The military often is called in to supplement firefighting crews at Level Five. The alert status was raised to Level Four on Monday for only the first time this year by the Boise, Idaho Northwest Interagency Coordination Center.

Most fires in the West were started by lightning and spread quickly through parched land. The air is so dry across most of the region that rain never reaches the ground.

In Oregon, seven homes were evacuated during the night near the high desert town of Monument, where the National Guard already had been called out to help.

Twenty-seven homes were threatened in the town of about 150 people, prompting Gov. John Kitzhaber to declare a ``state of conflagration.'' The order means any agencies that sends firefighters and gear to fight the fire will be reimbursed by the state.

The blaze was only 10 percent contained Wednesday morning.
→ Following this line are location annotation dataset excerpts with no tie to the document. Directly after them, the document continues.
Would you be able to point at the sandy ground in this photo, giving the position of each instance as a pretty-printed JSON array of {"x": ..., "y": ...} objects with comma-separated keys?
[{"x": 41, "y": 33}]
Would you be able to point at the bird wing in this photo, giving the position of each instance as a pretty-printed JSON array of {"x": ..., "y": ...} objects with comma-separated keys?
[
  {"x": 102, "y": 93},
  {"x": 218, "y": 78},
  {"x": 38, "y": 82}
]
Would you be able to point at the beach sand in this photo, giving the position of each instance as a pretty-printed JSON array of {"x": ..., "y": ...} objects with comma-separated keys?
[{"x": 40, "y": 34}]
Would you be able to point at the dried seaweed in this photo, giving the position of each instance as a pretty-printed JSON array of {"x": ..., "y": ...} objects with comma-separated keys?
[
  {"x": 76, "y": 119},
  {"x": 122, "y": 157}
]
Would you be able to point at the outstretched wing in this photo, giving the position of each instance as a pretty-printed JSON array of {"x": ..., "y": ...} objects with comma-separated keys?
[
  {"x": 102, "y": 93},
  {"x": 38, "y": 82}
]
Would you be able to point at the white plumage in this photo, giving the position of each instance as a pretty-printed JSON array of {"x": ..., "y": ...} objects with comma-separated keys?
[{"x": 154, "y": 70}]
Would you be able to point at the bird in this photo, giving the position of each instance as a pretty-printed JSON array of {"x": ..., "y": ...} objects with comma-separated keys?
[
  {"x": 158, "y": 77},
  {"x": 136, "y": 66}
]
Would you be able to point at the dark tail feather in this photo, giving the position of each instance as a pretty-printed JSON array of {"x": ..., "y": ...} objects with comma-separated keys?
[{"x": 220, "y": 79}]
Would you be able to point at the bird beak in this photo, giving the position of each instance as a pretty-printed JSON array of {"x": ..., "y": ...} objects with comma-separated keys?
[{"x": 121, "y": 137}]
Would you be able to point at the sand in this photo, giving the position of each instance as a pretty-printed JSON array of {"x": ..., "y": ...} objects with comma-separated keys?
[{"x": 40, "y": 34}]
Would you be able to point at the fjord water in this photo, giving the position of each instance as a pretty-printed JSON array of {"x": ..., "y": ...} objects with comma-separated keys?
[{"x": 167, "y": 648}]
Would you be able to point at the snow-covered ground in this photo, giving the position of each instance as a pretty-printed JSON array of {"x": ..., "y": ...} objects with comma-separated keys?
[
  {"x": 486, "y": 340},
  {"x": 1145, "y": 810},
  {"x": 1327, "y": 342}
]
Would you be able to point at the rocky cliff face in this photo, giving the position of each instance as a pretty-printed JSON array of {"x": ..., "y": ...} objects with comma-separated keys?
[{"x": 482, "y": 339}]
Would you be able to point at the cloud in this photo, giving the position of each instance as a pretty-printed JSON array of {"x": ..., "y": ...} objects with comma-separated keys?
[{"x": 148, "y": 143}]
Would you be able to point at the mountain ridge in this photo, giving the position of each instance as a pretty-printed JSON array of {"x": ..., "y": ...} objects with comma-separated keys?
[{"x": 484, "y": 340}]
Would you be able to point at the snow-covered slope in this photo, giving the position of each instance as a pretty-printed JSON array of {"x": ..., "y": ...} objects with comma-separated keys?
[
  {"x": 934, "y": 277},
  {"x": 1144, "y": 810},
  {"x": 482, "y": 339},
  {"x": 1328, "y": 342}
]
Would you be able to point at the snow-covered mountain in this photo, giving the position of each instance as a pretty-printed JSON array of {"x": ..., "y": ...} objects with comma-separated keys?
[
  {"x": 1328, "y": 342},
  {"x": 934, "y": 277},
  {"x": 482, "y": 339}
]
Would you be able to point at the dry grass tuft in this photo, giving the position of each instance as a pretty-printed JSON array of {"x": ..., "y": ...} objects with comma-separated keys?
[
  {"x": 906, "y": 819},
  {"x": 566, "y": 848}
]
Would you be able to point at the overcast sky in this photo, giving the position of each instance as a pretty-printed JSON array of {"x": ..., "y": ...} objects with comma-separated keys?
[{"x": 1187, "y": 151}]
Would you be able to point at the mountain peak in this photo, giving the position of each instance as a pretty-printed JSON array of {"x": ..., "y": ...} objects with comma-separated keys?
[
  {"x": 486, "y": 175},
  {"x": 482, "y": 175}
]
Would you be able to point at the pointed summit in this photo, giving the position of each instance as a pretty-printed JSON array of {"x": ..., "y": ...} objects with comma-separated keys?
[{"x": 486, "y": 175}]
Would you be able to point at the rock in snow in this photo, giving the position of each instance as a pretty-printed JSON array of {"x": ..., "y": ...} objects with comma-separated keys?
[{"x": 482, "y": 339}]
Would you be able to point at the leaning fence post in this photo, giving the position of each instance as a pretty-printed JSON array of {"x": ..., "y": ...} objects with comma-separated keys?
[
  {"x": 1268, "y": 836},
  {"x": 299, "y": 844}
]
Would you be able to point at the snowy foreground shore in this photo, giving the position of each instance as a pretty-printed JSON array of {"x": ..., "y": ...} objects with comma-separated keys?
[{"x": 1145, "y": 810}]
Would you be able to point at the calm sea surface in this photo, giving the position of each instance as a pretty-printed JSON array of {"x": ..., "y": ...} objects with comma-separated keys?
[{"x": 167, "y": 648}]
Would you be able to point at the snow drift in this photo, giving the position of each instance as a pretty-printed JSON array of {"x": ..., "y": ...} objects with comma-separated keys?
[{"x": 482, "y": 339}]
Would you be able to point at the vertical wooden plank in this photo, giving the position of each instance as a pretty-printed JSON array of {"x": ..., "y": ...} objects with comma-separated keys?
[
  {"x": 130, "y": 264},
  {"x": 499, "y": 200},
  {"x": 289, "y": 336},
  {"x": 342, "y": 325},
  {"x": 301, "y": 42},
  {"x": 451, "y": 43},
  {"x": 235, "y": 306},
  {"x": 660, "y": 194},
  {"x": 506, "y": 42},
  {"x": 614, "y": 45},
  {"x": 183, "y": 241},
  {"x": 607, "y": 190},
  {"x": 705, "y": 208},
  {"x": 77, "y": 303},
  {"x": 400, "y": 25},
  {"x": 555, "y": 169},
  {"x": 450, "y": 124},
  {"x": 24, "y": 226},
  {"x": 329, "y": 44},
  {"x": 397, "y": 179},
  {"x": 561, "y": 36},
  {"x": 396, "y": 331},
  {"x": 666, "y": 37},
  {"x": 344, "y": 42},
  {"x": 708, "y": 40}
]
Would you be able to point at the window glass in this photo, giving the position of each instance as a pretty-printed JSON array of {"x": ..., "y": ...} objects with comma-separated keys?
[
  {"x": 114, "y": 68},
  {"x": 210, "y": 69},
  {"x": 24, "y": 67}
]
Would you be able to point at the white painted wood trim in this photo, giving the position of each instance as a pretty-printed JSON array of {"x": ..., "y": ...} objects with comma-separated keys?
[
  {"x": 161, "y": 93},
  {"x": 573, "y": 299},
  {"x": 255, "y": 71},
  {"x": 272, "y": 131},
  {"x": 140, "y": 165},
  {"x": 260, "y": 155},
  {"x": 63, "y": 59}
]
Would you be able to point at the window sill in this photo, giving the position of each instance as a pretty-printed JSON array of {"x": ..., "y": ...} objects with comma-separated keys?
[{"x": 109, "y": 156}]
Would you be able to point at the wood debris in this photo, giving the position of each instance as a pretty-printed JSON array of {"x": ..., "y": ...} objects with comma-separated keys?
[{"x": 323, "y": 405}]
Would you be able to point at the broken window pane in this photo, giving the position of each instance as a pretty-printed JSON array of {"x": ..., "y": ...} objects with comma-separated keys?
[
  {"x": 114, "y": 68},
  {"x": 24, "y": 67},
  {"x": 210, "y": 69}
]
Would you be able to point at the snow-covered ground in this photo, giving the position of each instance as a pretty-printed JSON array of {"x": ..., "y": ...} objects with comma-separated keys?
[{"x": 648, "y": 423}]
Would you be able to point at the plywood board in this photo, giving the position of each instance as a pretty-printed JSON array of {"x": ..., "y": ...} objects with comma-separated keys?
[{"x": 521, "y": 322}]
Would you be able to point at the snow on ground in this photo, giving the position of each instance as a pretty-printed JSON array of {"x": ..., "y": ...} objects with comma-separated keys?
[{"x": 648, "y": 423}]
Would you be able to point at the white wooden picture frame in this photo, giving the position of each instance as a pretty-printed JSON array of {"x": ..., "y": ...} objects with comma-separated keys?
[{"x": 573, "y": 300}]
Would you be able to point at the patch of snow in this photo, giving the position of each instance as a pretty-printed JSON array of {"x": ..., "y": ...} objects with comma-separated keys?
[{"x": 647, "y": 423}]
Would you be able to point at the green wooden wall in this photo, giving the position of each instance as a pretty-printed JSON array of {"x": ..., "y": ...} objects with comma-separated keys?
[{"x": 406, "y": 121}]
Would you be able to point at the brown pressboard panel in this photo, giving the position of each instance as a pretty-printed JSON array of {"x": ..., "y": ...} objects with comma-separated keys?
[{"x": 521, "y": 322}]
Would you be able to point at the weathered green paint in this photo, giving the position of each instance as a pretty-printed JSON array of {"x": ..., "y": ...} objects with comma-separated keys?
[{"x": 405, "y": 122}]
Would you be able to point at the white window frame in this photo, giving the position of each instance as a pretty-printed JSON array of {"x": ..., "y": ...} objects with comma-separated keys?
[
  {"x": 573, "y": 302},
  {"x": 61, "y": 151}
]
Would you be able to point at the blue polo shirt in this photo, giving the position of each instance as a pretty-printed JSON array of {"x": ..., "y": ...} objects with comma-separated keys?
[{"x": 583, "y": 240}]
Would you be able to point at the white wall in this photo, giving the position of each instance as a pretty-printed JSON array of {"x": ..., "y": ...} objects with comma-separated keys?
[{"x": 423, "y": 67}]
Crews in Nevada said they had contained a 82,000-acre grass and brush fire 17 miles north of Battle Mountain and were turning their attention toward a nearby fire that was 25 percent contained at 11,000 acres. Fires have burned at least 200,000 acres in Nevada since last week.

But elsewhere in Nevada, the historic mining hamlet of Midas was still threatened by a group of fires that had blackened 30,000 acres and was only 10 percent contained.

And in northern California, crews fought Wednesday to keep a 31,000-acre fire, about 13 miles east of the town of Likely in Lassen County, from spreading to two small communities.

That fire was only 10 percent contained Wednesday morning and threatened Eagleville, a small community of about 100 people, and Jess Valley, with 50 residents, said Wayne Chandler, a fire information officer for Modoc National Forest. Full containment wasn't expected until Aug. 22, he said.

California's largest blaze, a range fire east of Ravendale, near the Nevada state line, had grown to 67,700 acres as of Wednesday morning, said Jeff Fontana, a spokesman for the Susanville Interagency Fire Center.

``We're hoping to announce this evening that the fire has been 100 percent contained,'' Fontana said.

In Washington, a fire had burned about 27,000 acres on the Colville Indian Reservation, destroying six homes and threatening 50 others, said Nick Mickel, a fire information officer.

Other homes and cabins in Washington were threatened by fires burning across thousands of acres of grass, sagebrush and timber scattered from the Cascade Range east to the Idaho border.

Officials closed off a seven-mile stretch of U.S. 97 in north-central Washington because a fire was burning toward the highway.